Brain pathology in Alzheimer disease and in aged controls shows hyperphosphorylation of tau and of neurofilament proteins. Roder and Ingram [Roder, H.M. & Ingram, V.M. (1991) J. Neurosci. 11, 3325-3343 and Roder, H.M., Eden, P.A. & Ingram, V.M. (1993) Biochem. Biophys. Res. Commun. 193, 639-647] previously reported that the brain protein kinase PK40erk can hyperphosphorylate both tau and neurofilaments and interestingly, is strongly inhibited by ATP uncomplexed with Mg2+. We now report that the mitochondrial uncoupler carbonyl cyanide p-trifluoro-methoxyphenylhydrazone decreases ATP levels in rat pheochromacytoma (PC-12) cells differentiated with nerve growth factor and activates a neurofilament kinase, a tau kinase, and, unexpectedly, a tau phosphatase--either PP1 or PP2A. Such aberrant modulation of protein phosphorylation patterns could be the common biochemical basis for senile dementia and for Alzheimer disease and could explain the late-onset etiology of both conditions.
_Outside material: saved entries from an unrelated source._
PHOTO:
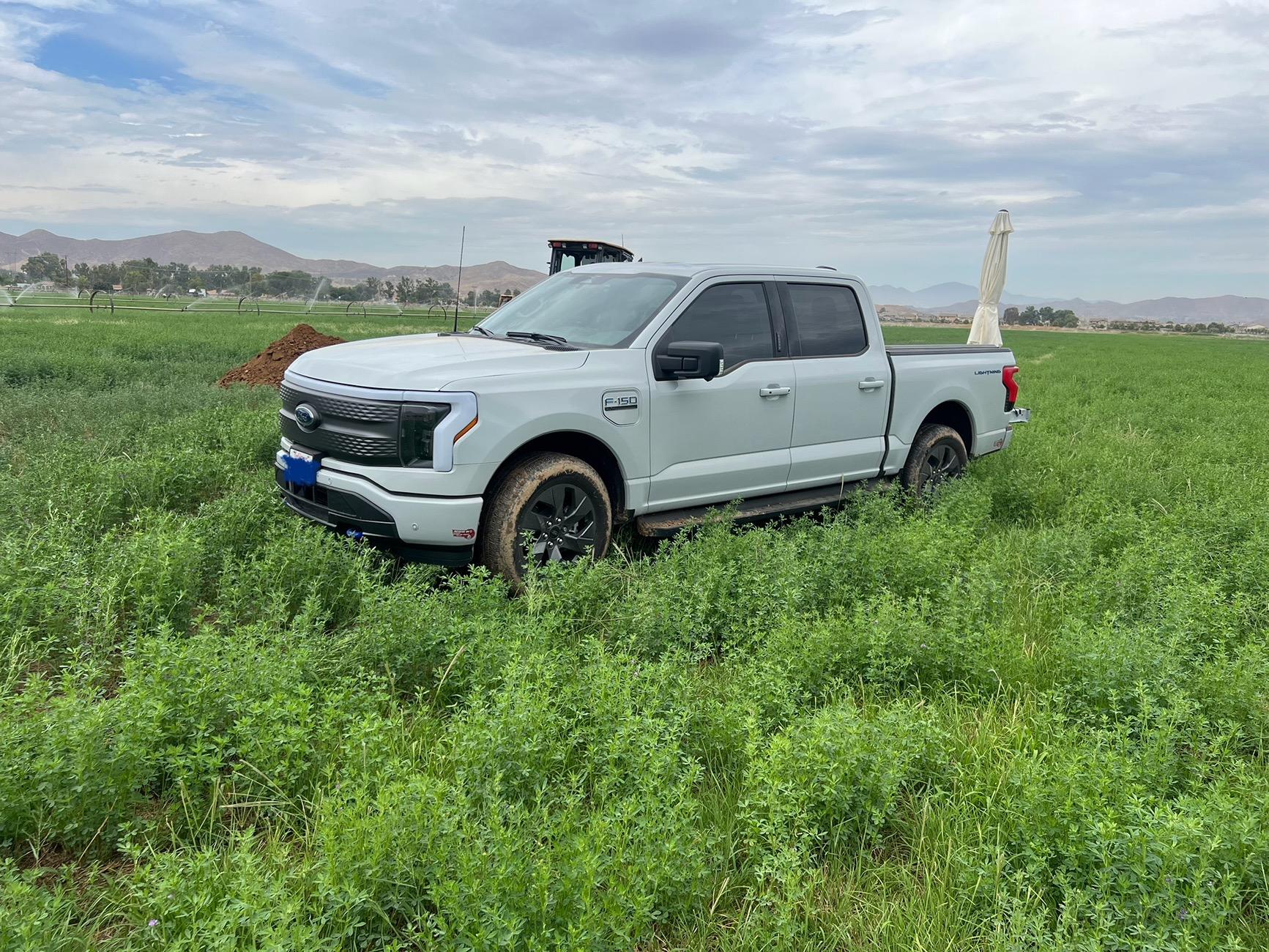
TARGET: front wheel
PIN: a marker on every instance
(938, 455)
(551, 508)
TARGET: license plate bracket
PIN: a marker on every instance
(299, 466)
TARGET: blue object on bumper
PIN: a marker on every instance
(299, 470)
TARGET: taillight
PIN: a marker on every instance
(1009, 376)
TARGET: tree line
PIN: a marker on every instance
(1032, 316)
(146, 276)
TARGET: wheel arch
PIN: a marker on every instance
(584, 446)
(955, 414)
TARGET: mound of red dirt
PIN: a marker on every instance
(268, 366)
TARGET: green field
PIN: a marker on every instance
(1028, 714)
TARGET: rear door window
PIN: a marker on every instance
(827, 320)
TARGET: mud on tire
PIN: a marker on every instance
(938, 455)
(560, 500)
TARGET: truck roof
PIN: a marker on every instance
(708, 271)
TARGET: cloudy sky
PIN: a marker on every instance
(1130, 140)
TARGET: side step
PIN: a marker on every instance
(759, 509)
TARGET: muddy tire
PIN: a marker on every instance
(550, 508)
(938, 455)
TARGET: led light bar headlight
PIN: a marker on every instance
(431, 424)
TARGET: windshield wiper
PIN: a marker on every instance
(538, 337)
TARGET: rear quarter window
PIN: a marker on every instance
(827, 319)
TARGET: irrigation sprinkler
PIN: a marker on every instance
(92, 300)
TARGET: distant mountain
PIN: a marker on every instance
(1183, 310)
(934, 297)
(204, 249)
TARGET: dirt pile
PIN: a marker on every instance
(268, 366)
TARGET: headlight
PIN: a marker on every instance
(431, 423)
(419, 424)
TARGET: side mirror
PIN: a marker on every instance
(689, 360)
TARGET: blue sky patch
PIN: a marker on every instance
(86, 57)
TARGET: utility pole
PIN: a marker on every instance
(458, 292)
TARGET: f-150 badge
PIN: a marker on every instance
(621, 406)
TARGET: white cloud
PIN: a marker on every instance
(879, 138)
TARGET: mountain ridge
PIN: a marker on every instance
(237, 248)
(204, 249)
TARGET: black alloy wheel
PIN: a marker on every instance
(559, 524)
(942, 462)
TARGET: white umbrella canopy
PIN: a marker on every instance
(991, 283)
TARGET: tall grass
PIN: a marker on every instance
(1027, 714)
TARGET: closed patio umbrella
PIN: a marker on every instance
(991, 283)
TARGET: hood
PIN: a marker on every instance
(429, 361)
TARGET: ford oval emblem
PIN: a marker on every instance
(308, 417)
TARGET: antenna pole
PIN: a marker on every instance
(458, 292)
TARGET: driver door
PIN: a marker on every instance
(729, 437)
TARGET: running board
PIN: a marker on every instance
(803, 500)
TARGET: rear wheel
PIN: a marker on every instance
(938, 455)
(551, 508)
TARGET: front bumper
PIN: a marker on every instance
(431, 528)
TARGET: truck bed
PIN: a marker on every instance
(918, 349)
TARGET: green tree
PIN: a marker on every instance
(47, 267)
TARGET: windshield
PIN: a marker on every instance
(587, 309)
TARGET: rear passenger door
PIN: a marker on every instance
(729, 437)
(843, 385)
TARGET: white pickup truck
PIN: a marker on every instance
(628, 391)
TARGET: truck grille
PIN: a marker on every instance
(346, 409)
(348, 428)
阿尔茨海默病及老年对照者的脑病理学研究显示,tau蛋白和神经丝蛋白存在过度磷酸化现象。罗德尔和英格拉姆[罗德尔,H.M. & 英格拉姆,V.M.(1991年)《神经科学杂志》11卷,3325 - 3343页;罗德尔,H.M.,伊登,P.A. & 英格拉姆,V.M.(1993年)《生物化学与生物物理研究通讯》193卷,639 - 647页]此前报道,脑蛋白激酶PK40erk可使tau蛋白和神经丝蛋白均发生过度磷酸化,有趣的是,它会受到未与Mg2 +结合的ATP的强烈抑制。我们现在报道,线粒体解偶联剂对三氟甲氧基苯腙可降低经神经生长因子分化的大鼠嗜铬细胞瘤(PC - 12)细胞中的ATP水平,并激活一种神经丝激酶、一种tau激酶,以及出乎意料的一种tau磷酸酶——PP1或PP2A。这种蛋白质磷酸化模式的异常调节可能是老年痴呆和阿尔茨海默病的共同生化基础,并且可以解释这两种病症的迟发性病因。